While those reasons may not motivate you directly, they are reasons for other people to act in particular ways that will affect you. They are reasons that exist for other people to bargain with you or threaten you. They are reasons that exist that determine whether they will keep or break bargains, tell you the truth, or act so as to realize not-P.

For the purposes of this series, one important fact is that they are reasons that exist for them to act so as to modify your desires - to give you different reasons for action. That is to say, they have reasons to use reward (such as praise) and punishment (such as condemnation) to trigger your reward-learning system in a way so as to create and strengthen in you certain desires, and to weaken or eliminate others.
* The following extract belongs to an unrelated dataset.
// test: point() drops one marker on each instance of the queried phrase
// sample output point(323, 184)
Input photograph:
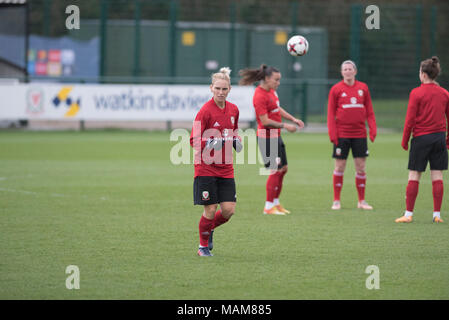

In that sea of reasons for action that exist, there are a great many and strong reasons for promoting (or inhibiting) some desires - such as the desire to keep promises, to tell the truth, to refrain from threatening those who do not make threats, and the like. I can make real-world claims about the desires you have or could have and the sea of reasons for action that exist for offering rewards and condemnations.

When I say, "You should not lie" in this sense - the moral sense - I am not saying that you HAVE reasons not to lie. I am saying that there exist a great many and strong reasons for people to cause you to have a reason not to lie. I am saying that they have many and strong reasons to offer rewards (such as praise) to those who are honest, and to offer punishments (such as condemnation) to those who lie.

But I am not just making these factual claims. I am also, at the same time, giving praise to those who are honest, and condemning those who lie. I am not only stating that reasons exist to trigger the reward-learning system so as to promote honesty and discourage lying, I am trying to trigger the reward-learning system so as to promote honesty and discourage lying.

There are theories that say that moral claims aim to point out some fact that, itself, would motivate an agent to behave differently. Those claims that exist. Beliefs only interact with the desires that an agent already has - they do not create new desires or modify existing desires. The reward-learning system modifies desires. But the reward-learning system does not respond to facts. It responds to rewards (such as praise) and punishments (such as condemnation).

You can respond sensibly to my claim that you should not lie by providing evidence that people, in fact, do not generally have reasons to praise those who are honest and condemn those who are dishonest. Or, you can respond to a claim that homosexual acts are wrong by pointing out that people do not really have reasons to praise those who refrain from homosexual acts and condemn those who engage in such acts. Thus, the praise or condemnation you offer is not, in fact, praise or condemnation that people actually have genuine reasons to give. It is unjustified praise and condemnation, grounded, ultimately, on the false beliefs or malicious interests (interests or desires that people generally have reason to condemn) of those who provide it.

You may respond that this is not what you mean by the word "should", or that you do not agree with the claim that this captures how the word is actually used. Neither of these counter-claims are actually worth a great deal of effort. Neither proves that the substantive claims of this theory are false. They are merely disagreements over the language used in expressing those substantive claims, not the substantive claims themselves.

Regardless of the words people actually use, the substantive claim that people generally have many and strong reasons to use rewards (such as praise) and punishments (such as condemnation) to promote a desire to be honest and an aversion to lying remains true. The fact that you - and people generally - often have reason to bargain only with those who have an aversion to breaking promises remains true. They are true no matter what language you decide to speak when making these claims.